Asked by Anonymous at 5:51 PM on Nov. 20, 2010 in General Parenting

Answers (8)
  • There is a great deal of concrete evidence, and most of it is provided by researchers who keep trying to prove that daycare is 'fine'... or that daycare is 'better'.

    If your library subscribes to Ebsco Host, you can access journal articles (published research) in all kinds of interesting fields, from pedagogy (study of learning methodology) to pediatrics. Or, you could ask the research librarian to supply you with some of the current findings...
    LindaClement

    Answer by LindaClement at 6:00 PM on Nov. 20, 2010

  • i read that it is if the day cares in your area are insufficient. a daycare with a teacher:child ratio of anymore than 1:3 is proven to be just as good as being a SAHM but anymore than that and it has the opposite effect... i read it in a textbook though so there is no link
    pookipoo

    Answer by pookipoo at 6:29 PM on Nov. 20, 2010

  • Our family therapist, me and my SO go to him for advice, encouragement, etc.. anyway he said that during the first year it is very important, because if you think about it their so close to mommies in the womb that being with mommy during the first year is good for self esteem and development.

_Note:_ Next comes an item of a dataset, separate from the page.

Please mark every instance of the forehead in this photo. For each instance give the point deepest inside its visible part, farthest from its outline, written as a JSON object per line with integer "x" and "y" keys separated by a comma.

    Our therapist is a family psychologist, he didn't state anything besides after the first year. It was brought up because I was considered joining the coast guard, and he advised me to wait until a year for those reasons.
    DomoniqueWS

    Answer by DomoniqueWS at 6:39 PM on Nov. 20, 2010

  • I truely believe that satying home is beneficial because they have a constant support system from you, and they are having a feling of consistancy! This is only an opinion, mind you, but If you talk to your doc they probably can help you! But working can be good too! To each their own!
    JoLee12345

    Answer by JoLee12345 at 7:35 PM on Nov. 20, 2010

  • My daughter is 2 1/2 and I've been home with her. I love it and we have a very strong and close relationship. My friend is a working mom who HAS to work and commutes 2 hours each day. She's always telling me how much it upsets her that when all is said and done, she has 3 hours a night with her child...this includes cooking dinner, laundry and cleaning. She hates having to work and be away from him so much. I truly believe and KNOW that children are better off with their MOTHER and anyone who says that they aren't better off with their mother....must not be a very good mom. I am by no means trying to offend any working mothers. Some women have to work in order to provide for their families, BUT they certainly would be better off with their mother all day than in a daycare unless the mother doesn't pay attention to the kid.
    BridgetC140

    Answer by BridgetC140 at 9:02 PM on Nov. 20, 2010

  • I work. My son has never been to daycare though. OF course, I am a teacher so I am home by 3 pm everyday. My son and I have a close relationship and always have. He loves going to preschool a few hours/day. I work b/c I choose to work. I have a great career and stil am home early everyday, off on days my son is off school, etc. I am a better mom b/c I work. It gives me something for myself. My son also seems to love me working. He told his whole preschool on the first day, "My mommy is a teacher. Daddy and I are very proud of her."
    Mom2Just1

    Answer by Mom2Just1 at 9:50 PM on Nov. 20, 2010

  • I dont have any "research". but I grew up with a SAHM (she went to work when i went into school). My dh grew up with a very hardworking single mom & went to daycares.. So coming from opposite sides & have always 110% agreed i am going to be a sahm till kids are in school!
    Before the age of 2, i was not going to trust anyone with my kid. they are helpless & cannot speak up for themself. No way would i leave my baby with someone who could do who knows what to her/ infront of her.. or just ignore her most of the day.. I just dont think anyone is going to put the work into my child at that age better than me.
    My first choice would be me. 2nd choice family/friends..
    MommaTasha1003

    Answer by MommaTasha1003 at 9:57 PM on Nov. 20, 2010

  • its funny all i see is opinions. noone has sent a link. no proof. lol both are fine. to each their own.